Biraz da romanın içeriğiyle ilgilenicek
olursak, karşımıza gelen ana karakter Karen Kimya Greenwood’un paralel evrende
Şems-i Tebrizi oluşu, tasavvufun yakından inceleme fırsatı elde etmesi ve bütün
bunlarla paralel şekilde ilerleyen çalışma hayatı hikayenin ana hatlarını
oluşturur. Yazarın sadece tasavvufun içinde boğulup gitmemesi, günlük hayatın
akışını bize başarılı bir şekilde aktarması kitabı okurken alınan keyfin
sürekliliğini sağlıyor. Bunun nedeni ise çok zevk alarak öğrendiğim Divan
Edebiyatı’nın yoğunluğu içinde, günlük hayattan tanıdık kareler, tanıdık insan
tasvirleri görmek hikayenin daha da içine girmemi sağlıyor.
Örneğin yazarımız
kitabın daha başlarında Konya’daki Şems-i Tebrizi Camii ve Türbesi (37. Sayfa
son paragraf) yapısını kullanarak, aslında anlattıklarının havada kalmadığını,
gerçek sokaklarda geçtiğini kanıtlamış oluyor.
Bunun yanında Konyayla ilişkilendirilen Medusa ile ilgili bir hikaye oldukça ilgimi çekti ve kitapta küçük bir sürpriz etkisi yarattı benim için. 79. sayfanın ilk paragrafında anlatıldığı üzere Zeus’un cesur oğlu Perseus, saçları yılana dönüşen, baktığı herkesi taşa çeviren, eski güzelliğinden eser kalmayan ve Toros Dağları’ndan sık sık inip insanları öldüren Medusa’nın başını Athena’nın yardımıyla kesip halkını bu canavardan kurtarmış. Halk bu kahramana duyduğu minneti şehrin her yanına onun ikonlarını dikerek göstermiş. Her yanı ikonlarla çevrilen bu kente de “İkonion” adı verilmiş. İkonion ise bugün bildiğimiz adıyla Konya’nın ta kendisidir.
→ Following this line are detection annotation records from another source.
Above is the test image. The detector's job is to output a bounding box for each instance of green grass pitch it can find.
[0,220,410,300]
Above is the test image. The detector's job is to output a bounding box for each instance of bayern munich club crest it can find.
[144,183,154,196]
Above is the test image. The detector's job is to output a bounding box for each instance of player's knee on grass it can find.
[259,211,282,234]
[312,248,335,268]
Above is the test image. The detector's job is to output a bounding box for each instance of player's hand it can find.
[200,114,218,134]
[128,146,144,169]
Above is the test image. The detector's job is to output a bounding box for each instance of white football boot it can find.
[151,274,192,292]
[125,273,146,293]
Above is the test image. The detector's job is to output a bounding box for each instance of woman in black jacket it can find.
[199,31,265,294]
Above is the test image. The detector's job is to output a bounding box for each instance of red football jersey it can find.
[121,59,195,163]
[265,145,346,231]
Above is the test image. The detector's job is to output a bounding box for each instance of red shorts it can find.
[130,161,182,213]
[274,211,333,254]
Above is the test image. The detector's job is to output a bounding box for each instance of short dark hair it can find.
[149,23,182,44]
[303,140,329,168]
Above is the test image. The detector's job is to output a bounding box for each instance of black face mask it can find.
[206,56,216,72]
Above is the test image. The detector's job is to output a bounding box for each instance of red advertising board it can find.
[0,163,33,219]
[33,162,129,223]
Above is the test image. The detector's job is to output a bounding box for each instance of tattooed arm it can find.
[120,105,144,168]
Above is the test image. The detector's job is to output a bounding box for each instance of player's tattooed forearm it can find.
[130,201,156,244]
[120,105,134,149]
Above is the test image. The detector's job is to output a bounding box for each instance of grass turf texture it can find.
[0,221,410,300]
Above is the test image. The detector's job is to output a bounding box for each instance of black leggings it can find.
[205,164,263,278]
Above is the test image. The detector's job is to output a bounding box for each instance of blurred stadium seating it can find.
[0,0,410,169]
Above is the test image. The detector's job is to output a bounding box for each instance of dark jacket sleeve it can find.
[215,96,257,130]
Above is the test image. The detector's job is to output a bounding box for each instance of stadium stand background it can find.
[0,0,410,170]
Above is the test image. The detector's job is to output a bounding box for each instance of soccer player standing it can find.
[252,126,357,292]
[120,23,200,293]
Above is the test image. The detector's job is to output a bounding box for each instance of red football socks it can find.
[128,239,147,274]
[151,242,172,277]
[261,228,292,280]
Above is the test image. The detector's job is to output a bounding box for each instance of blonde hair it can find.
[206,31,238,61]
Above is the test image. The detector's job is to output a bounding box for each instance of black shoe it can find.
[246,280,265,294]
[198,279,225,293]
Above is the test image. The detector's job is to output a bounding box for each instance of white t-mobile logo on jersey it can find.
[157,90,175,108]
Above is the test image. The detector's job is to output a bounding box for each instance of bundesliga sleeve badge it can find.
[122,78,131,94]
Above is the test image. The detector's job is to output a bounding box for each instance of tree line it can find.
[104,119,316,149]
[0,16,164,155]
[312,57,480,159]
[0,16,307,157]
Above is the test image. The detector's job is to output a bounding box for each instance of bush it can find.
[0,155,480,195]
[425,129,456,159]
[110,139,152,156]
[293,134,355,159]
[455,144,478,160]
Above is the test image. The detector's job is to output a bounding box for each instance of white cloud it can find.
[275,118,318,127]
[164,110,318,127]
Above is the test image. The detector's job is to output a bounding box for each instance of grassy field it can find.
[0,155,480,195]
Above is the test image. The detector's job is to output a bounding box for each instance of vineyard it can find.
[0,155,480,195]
Bunun bende bir sürpriz etkisi yaratmasının sebebi ise Divan ve günümüz konseptini benimsemiş bir roman içinde hiç beklemediğim bir anda karşıma çıkan bu mitolojik kahramanlar ve onların Konyayla olan ilgileri.
Kitabın 88.
sayfasına ilerlediğimizde ise görüyoruz ki Mevlevilik ve dergah kelimelerini
belirgin bir şekilde fark ediyoruz ve onlarla ilgili bölümler gelmeden önce
küçük ipuçları alıyoruz.
Kitabın en başından
beri okuyucusunu şaşırtmaya doyamayan yazar, 108. sayfada karşımıza İngiliz
doktorun sevgilisine okuduğu Mevlana’nın bir şiiriyle karşımıza çıkıyor ve bu
kısımda her şiirin kendi dilinde daha büyük anlam ifade ettiği mesajını bir
diyalog yardımıyla okuyucuya oldukça başarılı bir şekilde veriyor.
124-125. sayfalarda
ise neyin tasavvuftaki yeriyle ilgili bilgilendirme, diyalogların içine ustaca
yerleştirilip okuyucuya sunulmuş.
Ancak bunların
hiçbirini anlamak Mevlana ve Şems-i Tebrizi’nin arasındaki sevgi bağının
dünyevi bir aşk mı yoksa ilahi aşkla yanıp tutuşan iki tasavvuf ehlinin
arasındaki inanç birliği mi olduğuna karar vermek kadar zor olmadı. Sayfalarca
bu iki karakterin birbirleriyle diyalogları, iç düşünceleri, yaşadıkları
anlatılıyordu. Hiçbirinde kesin bir yargıya varamadım ama kitaptaki tasvirler
beynimde öyle bir merak uyandırmıştı ki, yazımın başında bahsettiğim o yeni
soru işaretleri oluşmaya başladı. Böylece bu kitap beni bu ikili arasındaki
bağı irdelemeye itti. Birkaç kişiyle düşüncelerimi paylaşıp, fikir aldıktan
sonra kendimce vardığım bir karar vardı. Bu karar da Mevlana ve Şems-i
Tebrizi’nin aslında dünyevi bir aşk yaşıyormuşçasına hissettikleri ancak böyle
hissetmelerinin sebebinin vahdet-i vücut (herkesin Allahın bir yansıması olduğu
görüşü) anlayışını mükemmel bir şekilde içselleştirmeleri ve karşılıklı olarak
Allah’ın yansımasına karşı büyük bir aşk beslemiş olmalarıydı. Biraz karışık ve
anlaması zor olsa da bu görüşüm kitabı okuyup araştırdıktan sonra kendi
yorumlarımdan ortaya çıktığı için bu kitabı iyi analiz ettiğimi düşünmemi
sağladı.
Tasavvufla ilgili
önümde yeni bir kapı açan ve düşüncelerimi bir sınırdan kurtardığı için bu kitabı
şimdiye kadar okuduğum en başarılı kitap olarak sayabilirim.